El estadio Augusto César Sandino será desde el final de la mañana un coliseo de tensión. Villa Clara no tiene margen: cada out pesa como bola de hierro y cada error puede ser definitivo. Los Toros de Camagüey llegan sin urgencias clasificatorias y con deudas de entrenamiento, pero con la peligrosa libertad del que nada arriesga.
Este guion es implacable. Una sola derrota cerraría las puertas de los playoffs a los Leopardos, obligados a barrer a Camagüey y luego dominar a los Tigres de Ciego de Ávila para alcanzar las 40 victorias. Solo así podrían despojar a los Vegueros de Pinar del Río del último pasaje, amparados en la victoria en la serie particular.

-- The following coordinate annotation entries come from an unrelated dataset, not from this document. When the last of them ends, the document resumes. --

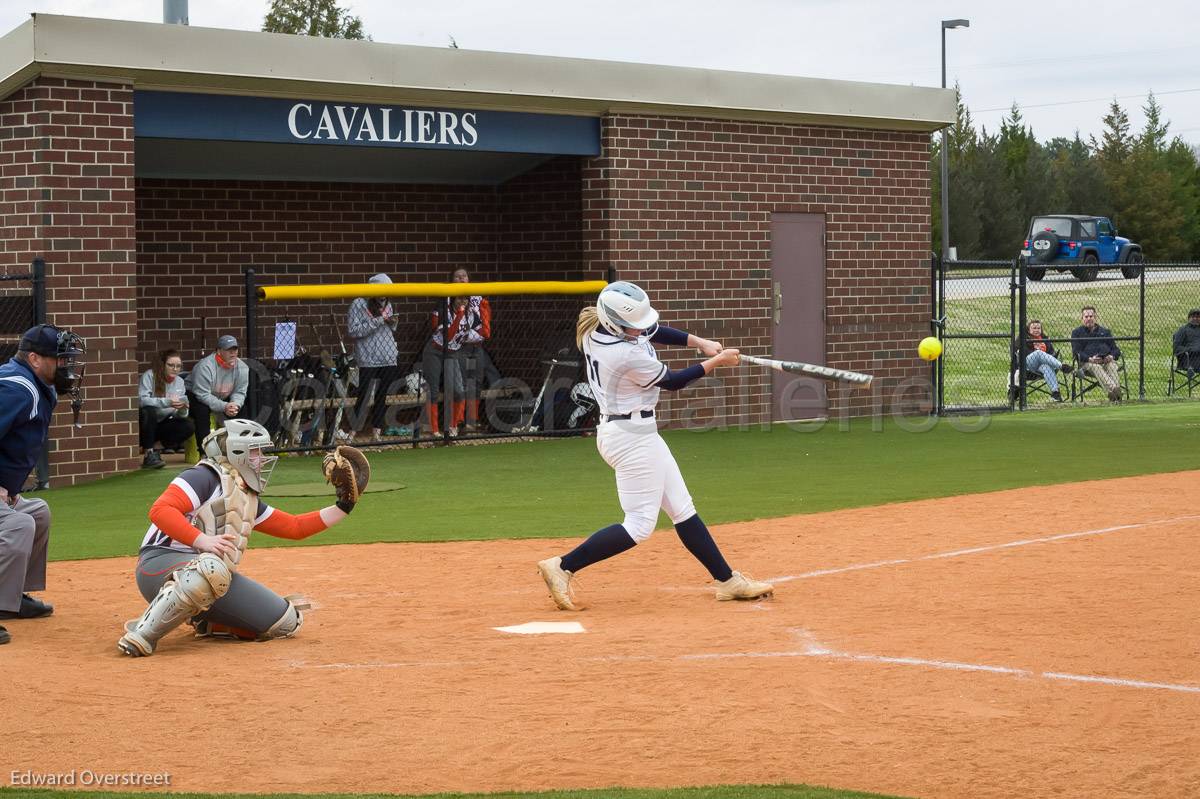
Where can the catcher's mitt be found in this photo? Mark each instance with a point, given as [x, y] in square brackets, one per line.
[348, 472]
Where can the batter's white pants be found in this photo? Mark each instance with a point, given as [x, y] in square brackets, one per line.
[647, 475]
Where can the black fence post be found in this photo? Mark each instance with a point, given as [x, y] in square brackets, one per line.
[39, 270]
[39, 278]
[1021, 320]
[251, 337]
[251, 313]
[939, 365]
[935, 329]
[1141, 335]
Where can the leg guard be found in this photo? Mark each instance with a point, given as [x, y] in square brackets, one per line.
[287, 626]
[191, 589]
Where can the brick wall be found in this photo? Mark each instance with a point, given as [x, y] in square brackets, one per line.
[195, 238]
[66, 194]
[683, 206]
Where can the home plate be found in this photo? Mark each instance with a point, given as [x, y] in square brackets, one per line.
[541, 628]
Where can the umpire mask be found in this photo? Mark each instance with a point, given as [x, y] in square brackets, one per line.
[69, 376]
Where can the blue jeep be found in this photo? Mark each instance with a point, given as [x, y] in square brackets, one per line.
[1080, 245]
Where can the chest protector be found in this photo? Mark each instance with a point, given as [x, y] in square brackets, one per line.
[233, 511]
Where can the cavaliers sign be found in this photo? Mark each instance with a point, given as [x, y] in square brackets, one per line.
[181, 115]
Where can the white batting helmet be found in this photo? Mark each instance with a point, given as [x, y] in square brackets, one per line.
[234, 443]
[624, 305]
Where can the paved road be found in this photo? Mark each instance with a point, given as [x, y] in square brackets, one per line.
[969, 288]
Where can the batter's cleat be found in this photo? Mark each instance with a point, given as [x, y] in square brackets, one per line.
[742, 587]
[558, 581]
[30, 608]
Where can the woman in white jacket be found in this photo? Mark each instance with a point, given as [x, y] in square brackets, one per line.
[162, 414]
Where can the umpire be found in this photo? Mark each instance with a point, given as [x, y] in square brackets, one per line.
[46, 364]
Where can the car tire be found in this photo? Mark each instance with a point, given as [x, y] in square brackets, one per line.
[1090, 269]
[1132, 264]
[1048, 252]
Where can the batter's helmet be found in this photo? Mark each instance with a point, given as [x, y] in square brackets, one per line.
[624, 305]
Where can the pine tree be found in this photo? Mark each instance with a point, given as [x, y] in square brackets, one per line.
[312, 18]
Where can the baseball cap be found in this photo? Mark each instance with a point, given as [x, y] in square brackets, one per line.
[42, 340]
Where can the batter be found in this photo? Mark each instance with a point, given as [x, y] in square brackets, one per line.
[617, 338]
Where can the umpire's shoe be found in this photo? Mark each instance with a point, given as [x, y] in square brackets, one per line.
[558, 581]
[742, 587]
[30, 608]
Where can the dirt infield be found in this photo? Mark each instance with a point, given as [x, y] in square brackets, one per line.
[1039, 642]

Semanas atrás, pocos creían posible este escenario. Sin embargo, los dirigidos por Ramón Moré han encadenado cinco triunfos consecutivos, una racha que reanimó la fe en la grada y sembró desvelo en Pinar del Río, hoy espectador inquieto, atento a cada detalle del desafío.

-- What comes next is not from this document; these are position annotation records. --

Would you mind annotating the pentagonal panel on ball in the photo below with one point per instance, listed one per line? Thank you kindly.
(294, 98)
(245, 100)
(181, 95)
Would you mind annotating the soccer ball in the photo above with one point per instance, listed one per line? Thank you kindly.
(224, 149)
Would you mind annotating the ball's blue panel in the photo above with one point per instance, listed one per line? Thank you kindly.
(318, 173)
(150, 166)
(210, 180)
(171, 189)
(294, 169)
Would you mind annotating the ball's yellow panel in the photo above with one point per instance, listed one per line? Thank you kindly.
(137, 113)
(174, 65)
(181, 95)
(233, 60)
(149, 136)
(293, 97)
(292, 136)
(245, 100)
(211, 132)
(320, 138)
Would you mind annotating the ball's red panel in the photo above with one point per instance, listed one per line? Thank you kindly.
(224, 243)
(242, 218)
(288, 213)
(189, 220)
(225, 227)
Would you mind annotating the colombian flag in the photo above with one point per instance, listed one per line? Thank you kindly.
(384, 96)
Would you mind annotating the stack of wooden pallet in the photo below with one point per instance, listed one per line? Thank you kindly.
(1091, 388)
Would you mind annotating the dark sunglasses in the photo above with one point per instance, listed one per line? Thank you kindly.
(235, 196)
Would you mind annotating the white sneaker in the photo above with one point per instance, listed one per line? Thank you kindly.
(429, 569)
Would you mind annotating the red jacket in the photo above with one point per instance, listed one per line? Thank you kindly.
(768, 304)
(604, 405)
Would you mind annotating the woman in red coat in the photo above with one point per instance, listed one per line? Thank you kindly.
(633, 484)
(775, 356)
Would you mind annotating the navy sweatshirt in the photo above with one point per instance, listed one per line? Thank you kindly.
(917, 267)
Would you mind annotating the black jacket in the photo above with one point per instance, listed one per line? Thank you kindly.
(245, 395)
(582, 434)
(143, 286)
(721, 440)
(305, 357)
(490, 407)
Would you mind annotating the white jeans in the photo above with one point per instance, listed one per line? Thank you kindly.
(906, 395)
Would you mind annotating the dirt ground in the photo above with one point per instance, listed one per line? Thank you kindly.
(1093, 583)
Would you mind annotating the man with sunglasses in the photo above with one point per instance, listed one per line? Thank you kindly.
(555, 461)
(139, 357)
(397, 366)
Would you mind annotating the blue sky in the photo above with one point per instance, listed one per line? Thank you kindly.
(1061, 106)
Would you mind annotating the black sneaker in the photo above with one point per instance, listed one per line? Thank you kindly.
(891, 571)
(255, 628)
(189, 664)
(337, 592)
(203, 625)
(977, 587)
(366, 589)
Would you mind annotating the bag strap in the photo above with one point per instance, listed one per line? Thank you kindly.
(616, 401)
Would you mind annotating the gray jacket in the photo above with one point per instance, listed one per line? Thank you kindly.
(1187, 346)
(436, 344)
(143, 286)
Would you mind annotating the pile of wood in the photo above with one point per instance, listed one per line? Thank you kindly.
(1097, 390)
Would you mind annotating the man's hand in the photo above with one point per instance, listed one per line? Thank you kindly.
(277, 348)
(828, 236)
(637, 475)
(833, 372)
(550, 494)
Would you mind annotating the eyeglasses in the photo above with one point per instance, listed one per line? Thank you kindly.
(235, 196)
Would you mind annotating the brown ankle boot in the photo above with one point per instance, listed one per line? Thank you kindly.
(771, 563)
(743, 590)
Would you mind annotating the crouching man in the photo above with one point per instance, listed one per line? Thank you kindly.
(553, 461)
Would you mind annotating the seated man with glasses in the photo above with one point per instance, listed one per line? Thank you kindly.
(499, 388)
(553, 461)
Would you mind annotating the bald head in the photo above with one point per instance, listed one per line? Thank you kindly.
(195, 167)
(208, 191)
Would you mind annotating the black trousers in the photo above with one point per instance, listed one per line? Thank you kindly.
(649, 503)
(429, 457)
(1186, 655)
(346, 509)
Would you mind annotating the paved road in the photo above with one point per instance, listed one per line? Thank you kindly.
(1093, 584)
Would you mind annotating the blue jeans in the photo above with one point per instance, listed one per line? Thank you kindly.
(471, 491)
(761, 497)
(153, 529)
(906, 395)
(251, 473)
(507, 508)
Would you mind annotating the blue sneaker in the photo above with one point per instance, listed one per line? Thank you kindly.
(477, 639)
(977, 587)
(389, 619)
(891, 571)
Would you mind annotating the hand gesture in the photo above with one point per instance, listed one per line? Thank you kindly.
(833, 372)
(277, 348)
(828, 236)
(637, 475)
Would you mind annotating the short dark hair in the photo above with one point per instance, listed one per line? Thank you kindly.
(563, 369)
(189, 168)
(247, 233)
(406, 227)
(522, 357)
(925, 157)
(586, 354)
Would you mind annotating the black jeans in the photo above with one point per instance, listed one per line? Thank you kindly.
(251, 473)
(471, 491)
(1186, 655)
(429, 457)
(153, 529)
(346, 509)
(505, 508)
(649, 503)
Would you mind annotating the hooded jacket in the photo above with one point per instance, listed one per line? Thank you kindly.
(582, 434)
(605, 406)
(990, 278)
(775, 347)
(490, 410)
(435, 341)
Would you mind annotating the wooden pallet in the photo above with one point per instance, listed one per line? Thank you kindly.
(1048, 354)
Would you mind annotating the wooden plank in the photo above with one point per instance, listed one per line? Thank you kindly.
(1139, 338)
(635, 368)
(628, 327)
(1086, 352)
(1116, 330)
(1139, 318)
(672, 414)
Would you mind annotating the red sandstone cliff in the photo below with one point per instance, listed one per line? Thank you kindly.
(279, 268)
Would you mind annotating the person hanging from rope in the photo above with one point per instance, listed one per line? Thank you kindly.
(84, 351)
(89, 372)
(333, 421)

Es cierto que el reciente impulso llegó ante rivales sin grandes incentivos: Leñadores ya clasificados y Alazanes diezmados. Pero la historia no concede matices cuando llega la hora final. Ahora, la presión cambia de dueño y se posa como sombra larga sobre el banco naranja.
Mientras los otros siete clasificados afinan rutinas y calculan cruces de cuartos de final, en Santa Clara temblarán las gradas. Este martes, cuando la bola vuele, el béisbol hablará con voz de sentencia y Cuba entera estará pendiente.